SINGAPORE (May 18): Analysts are losing their appetite for Jumbo as this stock has lost its flavour.

On May 14, Jumbo also released its 1H20 results, which saw earnings fall some 71.5% to $2.1 million from $7.4 million in 1H19. Revenue in the same period was down 13.1% y-o-y to $66.7 million.

“The last few months have proved to be the most challenging periods for Jumbo since the group was established 33 years ago,” says group CEO and executive director Ang Kiam Meng, noting that the circuit breaker measure due to the Covid-19 pandemic has caused the business environment to be very challenging.

As it is, ten out of its 16 outlets are temporarily closed. The remaining six outlets are getting by with takeaways and delivers.

On the other hand, Singapore was impacted by the ban of Chinese tourists at the end of January and subsequent social distancing measures as COVID-19 cases increased. High fixed costs from labour and rental expenses resulted in PATMI declining more than the topline.

Ultimately, Jumbo’s 1H20 was saved by a $3 million worth of a Government grant from the Job Support Scheme (JSS).

To conserve cash, Jumbo will not pay an interim dividend. This time last year, it paid 0.5 cent per share.

See: Jumbo Group suffers 71.5% earnings drop

With the outlook for Jumbo looking bleak, RHB Group Research has downgraded its call on Jumbo to “sell” from “neutral” with a slightly lower target price of 19 cents from 20 cents previously.

In a Monday report, analyst Juliana Cai expects sales and profitability in 3Q20 for Jumbo to be adversely impacted by the absence of tourist demand coupled with the ban of on-premise dining.

Although the circuit breaker is expected to be lifted on June 2, but local ministers have said that dining out would take a longer time to resume.

“We expect takeaways and delivery to be less than 20% of normal sales,” says Cai.

Jumbo has implemented a reduction in variable and base salaries, cut down on casual labours and overtime work to reduce its fixed cost. It has also managed to negotiate for some rental waivers for the circuit breaker period. The enhanced JSS for April and May could also provide some relief for the group.

“But, overall, with the major decline in Singapore sales and a slow recovery in China’s footfall, we think 3Q20 might go into losses, before a gradual recovery in 4Q20 when more social distancing restrictions could be eased,” says Cai, who also does not expect any dividends for FY20.

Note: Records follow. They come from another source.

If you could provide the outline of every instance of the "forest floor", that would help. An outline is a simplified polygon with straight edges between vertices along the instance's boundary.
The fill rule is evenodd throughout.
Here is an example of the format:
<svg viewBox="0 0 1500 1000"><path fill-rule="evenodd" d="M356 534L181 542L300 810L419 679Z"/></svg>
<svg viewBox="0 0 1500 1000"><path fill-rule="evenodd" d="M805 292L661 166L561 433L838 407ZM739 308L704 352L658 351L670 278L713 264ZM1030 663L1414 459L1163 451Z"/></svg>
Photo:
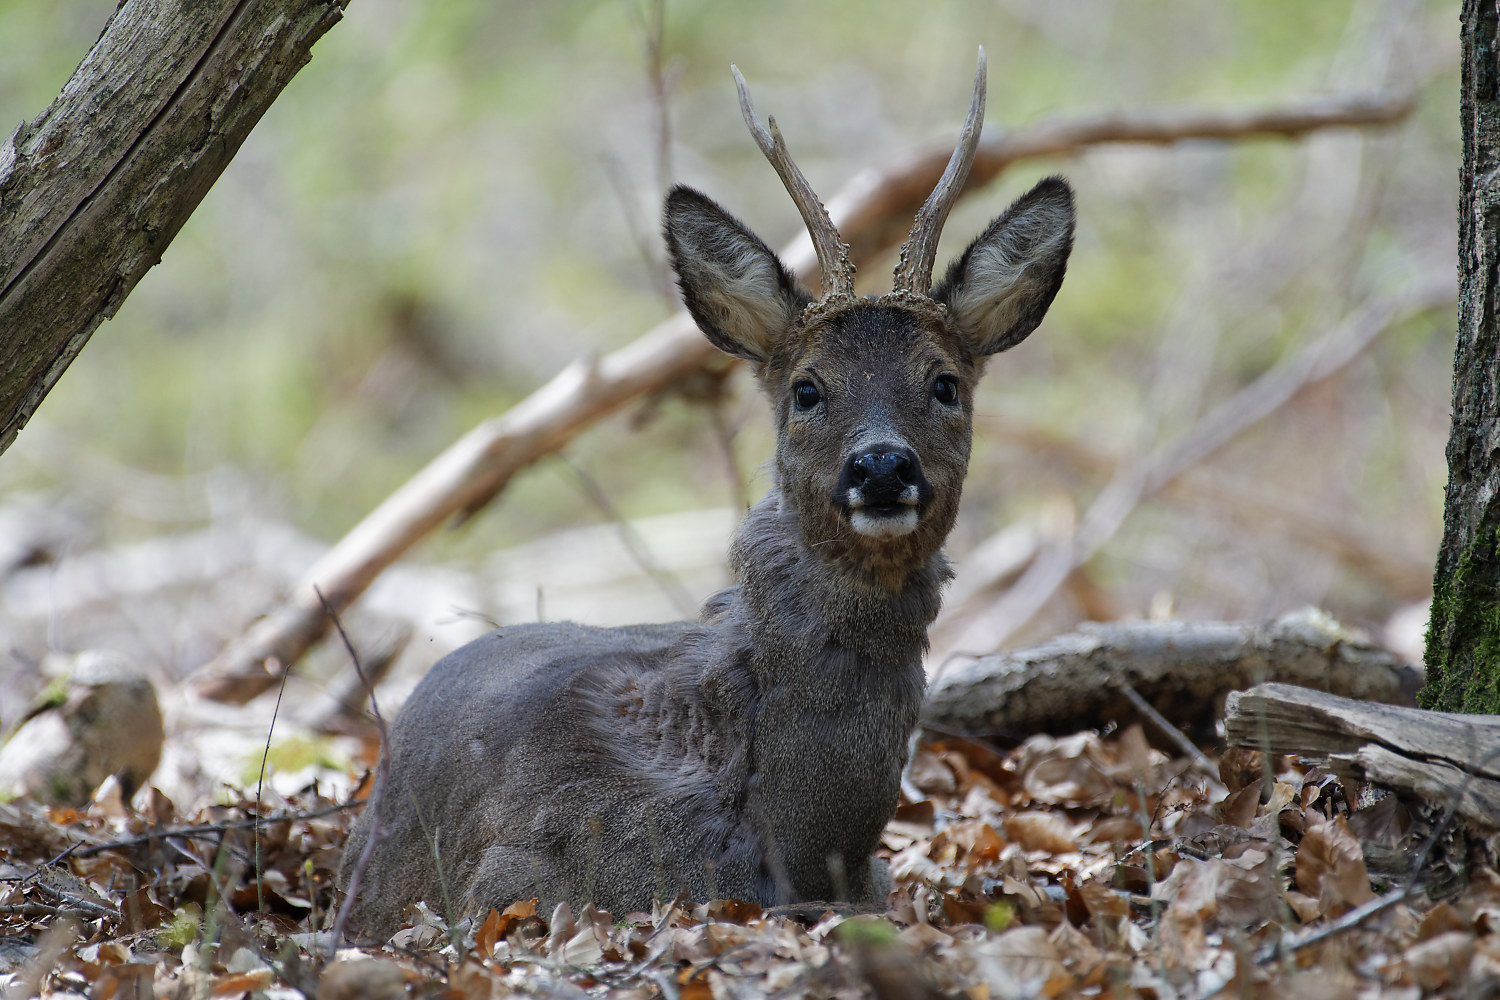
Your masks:
<svg viewBox="0 0 1500 1000"><path fill-rule="evenodd" d="M364 747L365 764L377 744ZM1500 876L1440 808L1137 727L918 751L886 912L519 901L387 942L330 928L358 806L314 783L175 808L0 805L5 996L669 1000L1500 995ZM358 780L358 775L353 776ZM358 795L358 793L356 793ZM255 822L260 817L259 823Z"/></svg>

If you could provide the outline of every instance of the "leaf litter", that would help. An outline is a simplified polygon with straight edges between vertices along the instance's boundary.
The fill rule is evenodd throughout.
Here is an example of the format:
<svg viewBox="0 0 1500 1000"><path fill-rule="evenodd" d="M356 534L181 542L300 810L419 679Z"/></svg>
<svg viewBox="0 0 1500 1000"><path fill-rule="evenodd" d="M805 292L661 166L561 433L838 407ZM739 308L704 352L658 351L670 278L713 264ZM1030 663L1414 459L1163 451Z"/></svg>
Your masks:
<svg viewBox="0 0 1500 1000"><path fill-rule="evenodd" d="M332 961L357 807L316 785L186 815L154 788L138 809L107 787L82 811L17 799L0 804L0 985L323 1000L1500 993L1500 876L1482 858L1456 891L1436 880L1441 900L1416 891L1365 915L1410 886L1400 865L1432 816L1291 758L1218 764L1215 781L1138 727L1009 752L942 737L918 749L884 833L897 889L883 913L518 900L452 922L419 904L389 941Z"/></svg>

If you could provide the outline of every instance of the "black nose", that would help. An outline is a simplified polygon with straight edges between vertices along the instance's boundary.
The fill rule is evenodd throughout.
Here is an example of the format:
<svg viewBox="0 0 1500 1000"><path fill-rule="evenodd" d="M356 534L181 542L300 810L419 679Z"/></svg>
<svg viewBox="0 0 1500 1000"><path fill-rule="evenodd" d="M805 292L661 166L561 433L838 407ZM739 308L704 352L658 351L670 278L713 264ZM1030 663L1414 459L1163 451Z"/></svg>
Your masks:
<svg viewBox="0 0 1500 1000"><path fill-rule="evenodd" d="M905 448L866 452L849 463L850 485L862 488L915 486L920 475L917 456Z"/></svg>

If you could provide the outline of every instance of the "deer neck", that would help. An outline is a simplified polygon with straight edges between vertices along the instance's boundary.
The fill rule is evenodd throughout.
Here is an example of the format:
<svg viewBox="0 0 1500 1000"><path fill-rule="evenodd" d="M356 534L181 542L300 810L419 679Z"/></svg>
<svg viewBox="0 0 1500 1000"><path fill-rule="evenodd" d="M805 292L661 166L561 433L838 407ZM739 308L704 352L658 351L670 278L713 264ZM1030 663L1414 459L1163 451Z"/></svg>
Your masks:
<svg viewBox="0 0 1500 1000"><path fill-rule="evenodd" d="M919 671L927 627L952 575L941 552L895 588L847 559L826 558L778 489L746 514L730 563L740 581L735 617L748 626L757 680L805 681L825 690L833 681L830 657L852 661L861 673Z"/></svg>

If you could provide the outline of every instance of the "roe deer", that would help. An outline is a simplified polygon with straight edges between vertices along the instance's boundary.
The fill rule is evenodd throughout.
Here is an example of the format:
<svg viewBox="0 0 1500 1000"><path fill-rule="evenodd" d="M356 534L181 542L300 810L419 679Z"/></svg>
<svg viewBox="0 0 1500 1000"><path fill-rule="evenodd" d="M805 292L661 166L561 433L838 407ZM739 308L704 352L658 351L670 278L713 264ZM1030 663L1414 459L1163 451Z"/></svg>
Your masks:
<svg viewBox="0 0 1500 1000"><path fill-rule="evenodd" d="M762 904L883 902L871 852L896 807L942 554L968 467L975 381L1051 305L1073 245L1059 178L995 219L932 287L973 162L968 120L896 266L854 294L848 248L771 119L746 124L797 203L821 298L697 191L666 201L682 297L750 362L777 426L770 492L730 548L738 584L694 622L506 627L441 660L391 734L382 836L353 924L388 934L518 899L649 910L680 892ZM367 810L340 881L370 835Z"/></svg>

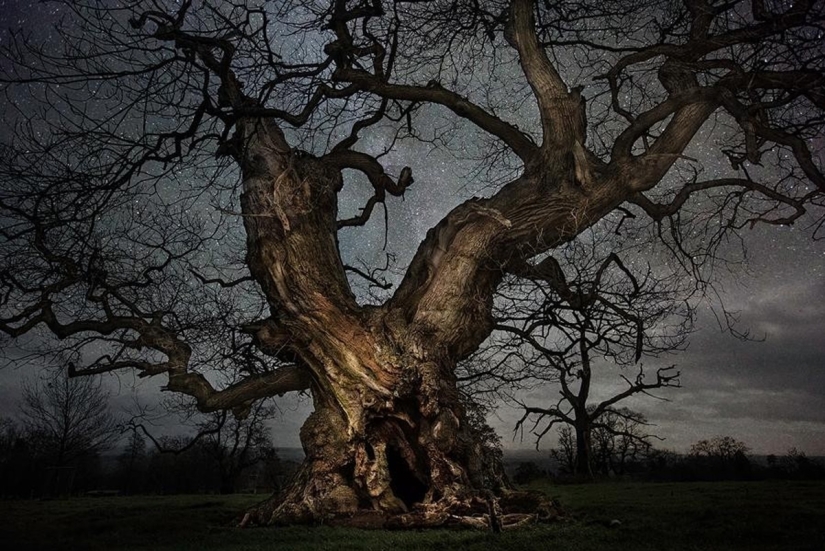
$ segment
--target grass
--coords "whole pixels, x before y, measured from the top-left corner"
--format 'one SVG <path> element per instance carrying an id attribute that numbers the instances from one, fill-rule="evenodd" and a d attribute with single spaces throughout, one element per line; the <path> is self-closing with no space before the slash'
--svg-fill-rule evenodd
<path id="1" fill-rule="evenodd" d="M 585 526 L 618 519 L 614 549 L 825 549 L 823 482 L 534 487 Z"/>
<path id="2" fill-rule="evenodd" d="M 260 496 L 100 497 L 0 502 L 0 541 L 17 550 L 821 550 L 825 483 L 613 483 L 534 489 L 572 520 L 504 534 L 359 531 L 327 526 L 239 530 Z M 621 522 L 609 527 L 611 520 Z"/>

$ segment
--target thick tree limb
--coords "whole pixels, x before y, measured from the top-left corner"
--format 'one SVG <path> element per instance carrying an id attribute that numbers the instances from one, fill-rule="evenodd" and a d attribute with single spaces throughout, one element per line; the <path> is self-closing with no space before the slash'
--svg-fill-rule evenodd
<path id="1" fill-rule="evenodd" d="M 536 37 L 533 0 L 513 0 L 504 36 L 519 54 L 519 62 L 539 105 L 542 147 L 584 143 L 586 129 L 577 125 L 579 105 L 547 58 Z"/>
<path id="2" fill-rule="evenodd" d="M 387 193 L 396 197 L 403 197 L 404 192 L 414 182 L 412 169 L 410 167 L 405 166 L 398 176 L 398 181 L 394 182 L 392 178 L 384 172 L 384 167 L 381 166 L 381 163 L 379 163 L 375 157 L 358 151 L 339 149 L 325 155 L 324 160 L 339 170 L 350 168 L 362 172 L 367 176 L 374 189 L 373 196 L 367 200 L 367 204 L 361 210 L 361 214 L 346 220 L 339 220 L 339 229 L 348 226 L 363 226 L 369 221 L 375 205 L 384 202 Z"/>
<path id="3" fill-rule="evenodd" d="M 210 412 L 243 408 L 246 404 L 261 398 L 307 390 L 310 384 L 311 377 L 306 369 L 298 366 L 285 366 L 272 373 L 249 376 L 221 390 L 216 390 L 199 373 L 171 372 L 169 383 L 164 390 L 192 396 L 200 411 Z"/>

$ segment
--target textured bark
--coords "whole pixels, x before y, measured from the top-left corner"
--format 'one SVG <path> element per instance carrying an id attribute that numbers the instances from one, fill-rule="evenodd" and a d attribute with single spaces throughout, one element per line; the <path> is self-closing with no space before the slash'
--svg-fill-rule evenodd
<path id="1" fill-rule="evenodd" d="M 337 78 L 386 97 L 424 94 L 419 99 L 444 104 L 489 127 L 525 163 L 520 178 L 458 205 L 430 230 L 380 307 L 356 303 L 340 260 L 340 170 L 358 168 L 376 190 L 396 194 L 411 183 L 409 171 L 394 184 L 363 154 L 315 158 L 292 149 L 272 121 L 239 123 L 247 262 L 271 306 L 257 342 L 307 374 L 315 405 L 301 430 L 300 472 L 245 522 L 392 518 L 400 527 L 481 522 L 498 529 L 554 516 L 535 499 L 499 500 L 506 484 L 485 469 L 455 366 L 492 331 L 503 275 L 523 271 L 528 259 L 612 211 L 642 187 L 642 172 L 620 162 L 608 167 L 586 151 L 583 99 L 556 74 L 534 23 L 530 4 L 514 2 L 507 38 L 538 98 L 540 146 L 439 86 L 376 83 L 359 69 L 338 68 Z"/>
<path id="2" fill-rule="evenodd" d="M 494 495 L 506 481 L 485 464 L 454 375 L 491 331 L 502 269 L 490 251 L 503 250 L 514 224 L 490 202 L 465 203 L 430 232 L 412 282 L 386 307 L 360 307 L 335 237 L 338 170 L 291 149 L 272 123 L 242 131 L 247 261 L 271 306 L 256 337 L 308 374 L 315 406 L 295 479 L 244 523 L 497 529 L 553 517 L 537 498 L 511 497 L 502 509 Z M 505 194 L 504 206 L 517 209 L 518 193 Z"/>
<path id="3" fill-rule="evenodd" d="M 537 63 L 535 48 L 520 54 L 525 65 Z M 490 198 L 458 205 L 430 230 L 380 307 L 357 304 L 337 244 L 340 171 L 364 159 L 316 158 L 291 148 L 271 120 L 238 123 L 247 264 L 271 307 L 249 330 L 263 350 L 295 363 L 279 381 L 308 383 L 315 405 L 301 430 L 306 460 L 295 480 L 244 524 L 497 530 L 557 514 L 542 499 L 503 497 L 506 483 L 500 470 L 485 468 L 454 374 L 492 330 L 504 273 L 573 239 L 633 191 L 637 173 L 608 171 L 583 154 L 576 94 L 554 93 L 564 101 L 547 103 L 544 143 L 523 148 L 524 174 Z M 367 168 L 389 189 L 380 167 Z M 409 181 L 407 174 L 395 191 Z"/>

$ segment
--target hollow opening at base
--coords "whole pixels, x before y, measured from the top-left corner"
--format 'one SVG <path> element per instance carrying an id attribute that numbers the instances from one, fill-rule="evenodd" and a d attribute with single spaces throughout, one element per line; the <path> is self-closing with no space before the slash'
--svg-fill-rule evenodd
<path id="1" fill-rule="evenodd" d="M 390 471 L 390 488 L 407 508 L 421 503 L 427 495 L 427 485 L 410 469 L 401 453 L 393 446 L 387 447 L 387 466 Z"/>

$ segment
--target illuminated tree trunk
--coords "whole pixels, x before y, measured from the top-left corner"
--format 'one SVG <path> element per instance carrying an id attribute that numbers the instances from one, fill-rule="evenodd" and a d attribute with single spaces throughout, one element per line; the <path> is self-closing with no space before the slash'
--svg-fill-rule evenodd
<path id="1" fill-rule="evenodd" d="M 467 251 L 484 254 L 480 245 L 501 220 L 483 212 L 470 220 L 478 206 L 449 215 L 419 250 L 424 260 L 413 261 L 411 282 L 383 307 L 359 306 L 335 237 L 340 172 L 291 150 L 274 125 L 244 128 L 247 261 L 271 306 L 255 336 L 263 350 L 308 372 L 315 406 L 301 429 L 306 460 L 295 480 L 246 520 L 496 526 L 500 504 L 485 490 L 500 493 L 505 482 L 485 474 L 454 368 L 490 333 L 500 270 L 452 262 L 445 247 L 461 249 L 465 240 Z M 473 231 L 461 235 L 468 226 Z M 553 514 L 539 505 L 510 504 L 503 518 Z M 529 514 L 506 516 L 525 508 Z"/>
<path id="2" fill-rule="evenodd" d="M 446 522 L 448 511 L 470 516 L 471 504 L 487 512 L 478 491 L 500 490 L 504 482 L 485 480 L 481 449 L 457 397 L 448 398 L 454 384 L 428 389 L 419 377 L 400 375 L 397 396 L 348 383 L 335 391 L 313 386 L 315 411 L 301 429 L 306 460 L 259 522 L 356 518 L 382 525 L 395 516 L 401 525 L 426 525 Z M 428 395 L 433 391 L 440 403 Z"/>

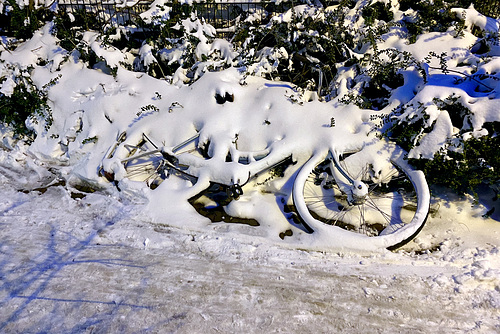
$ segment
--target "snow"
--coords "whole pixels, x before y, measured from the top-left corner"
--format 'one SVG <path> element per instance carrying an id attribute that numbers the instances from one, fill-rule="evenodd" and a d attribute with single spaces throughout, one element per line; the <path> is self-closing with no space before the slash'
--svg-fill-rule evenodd
<path id="1" fill-rule="evenodd" d="M 2 153 L 2 332 L 500 326 L 500 229 L 470 200 L 433 204 L 440 208 L 414 247 L 440 244 L 437 251 L 311 252 L 270 242 L 262 226 L 218 223 L 200 232 L 154 223 L 143 204 L 105 193 L 74 200 L 76 189 L 56 185 L 25 193 L 51 175 L 19 160 Z"/>
<path id="2" fill-rule="evenodd" d="M 307 9 L 296 10 L 306 15 Z M 498 21 L 472 7 L 466 20 L 498 30 Z M 53 123 L 48 130 L 34 124 L 38 135 L 31 145 L 1 128 L 0 332 L 500 330 L 500 207 L 491 201 L 491 190 L 475 203 L 471 196 L 433 189 L 426 226 L 398 252 L 353 251 L 349 237 L 327 226 L 306 233 L 284 209 L 311 155 L 364 147 L 376 138 L 376 120 L 395 105 L 413 103 L 403 119 L 417 113 L 419 103 L 455 93 L 473 113 L 473 129 L 465 135 L 485 135 L 484 122 L 499 120 L 499 80 L 487 82 L 491 91 L 472 80 L 453 84 L 462 76 L 444 75 L 431 63 L 427 83 L 408 70 L 389 106 L 361 110 L 338 102 L 352 73 L 344 73 L 342 94 L 329 102 L 302 99 L 289 83 L 259 77 L 275 66 L 273 59 L 287 57 L 280 50 L 264 50 L 249 68 L 203 68 L 188 86 L 180 67 L 171 80 L 125 69 L 126 52 L 105 47 L 91 32 L 83 40 L 103 63 L 89 69 L 58 46 L 51 28 L 0 55 L 1 76 L 7 78 L 2 94 L 13 92 L 13 78 L 30 65 L 37 86 L 57 81 L 47 87 Z M 221 62 L 233 63 L 230 43 L 209 42 L 205 34 L 215 31 L 207 25 L 186 21 L 184 28 L 201 40 L 198 58 L 216 51 Z M 428 50 L 446 52 L 452 70 L 476 62 L 468 51 L 477 40 L 471 34 L 430 33 L 414 44 L 396 35 L 388 34 L 380 47 L 408 51 L 419 60 Z M 156 61 L 148 44 L 140 56 L 145 67 Z M 164 50 L 163 56 L 171 63 L 181 59 L 175 51 Z M 476 64 L 477 73 L 498 78 L 499 49 L 489 56 L 489 62 Z M 39 59 L 47 65 L 36 65 Z M 220 104 L 216 95 L 232 95 L 234 101 Z M 454 134 L 446 111 L 425 112 L 435 125 L 410 157 L 432 157 Z M 199 133 L 200 143 L 211 143 L 212 159 L 190 158 L 196 184 L 170 178 L 151 190 L 123 178 L 124 145 L 107 158 L 122 133 L 130 145 L 147 134 L 166 151 Z M 231 163 L 224 162 L 228 153 Z M 244 183 L 289 155 L 297 163 L 283 177 L 249 183 L 241 199 L 224 208 L 259 226 L 212 223 L 188 203 L 210 181 Z M 255 161 L 242 164 L 239 157 Z M 120 190 L 99 175 L 101 166 L 115 172 Z M 491 207 L 496 212 L 487 215 Z"/>
<path id="3" fill-rule="evenodd" d="M 111 68 L 116 68 L 120 65 L 120 62 L 125 62 L 125 55 L 119 50 L 111 46 L 104 46 L 99 40 L 99 34 L 95 32 L 85 32 L 82 40 L 90 45 L 92 51 L 95 52 L 96 56 L 106 60 L 106 64 Z M 145 57 L 146 58 L 146 57 Z M 143 60 L 143 59 L 141 59 Z M 145 63 L 146 59 L 143 60 Z M 59 65 L 59 64 L 57 64 Z"/>
<path id="4" fill-rule="evenodd" d="M 171 8 L 166 6 L 165 0 L 155 0 L 151 4 L 151 8 L 139 14 L 139 16 L 146 23 L 156 22 L 160 24 L 161 21 L 167 21 L 170 18 Z"/>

Similarly, CGS-CIMB believes the stock has lost its heat as analyst Ong Khang Chuen has also downgraded his recommendation on Jumbo to “reduce” from “hold” with a lowered target prive of 20 cents from 21.8 cents previously.

“We estimate tourists and business meals account for some 60% of Jumbo’s typical revenue base in Singapore. With local consumer spending also likely to remain cautious under the current macro backdrop, we believe Jumbo’s footfall will take time to recover even after the circuit breaker measures are lifted,” says Ong.

Meanwhile, the decline for Jumbo’s same store sales growth (SSSG) is expected to worsen in April and May by to -80% y-o-y, before showing a slight recovery to -50% in June.

Management also noted that while its China operations are seeing signs of recovery, footfall remained weak at about 70% of the normal rate in April.

To ease its pain, Jumbo has boosted its online food delivery offerings and promotional activities; implemented cost-saving measures; as well as actively negotiating with landlords to secure rental relief.

“Despite active cost-saving measures and government relief programme, we forecast Jumbo to record a net loss of $2.8 million in FY20. With our lower SSSG assumption, we also cut our FY21-22 EPS by 7-39%,” says Ong.

As at 12.30pm, shares in Jumbo are trading at 25 cents or 2.3 times FY20 book.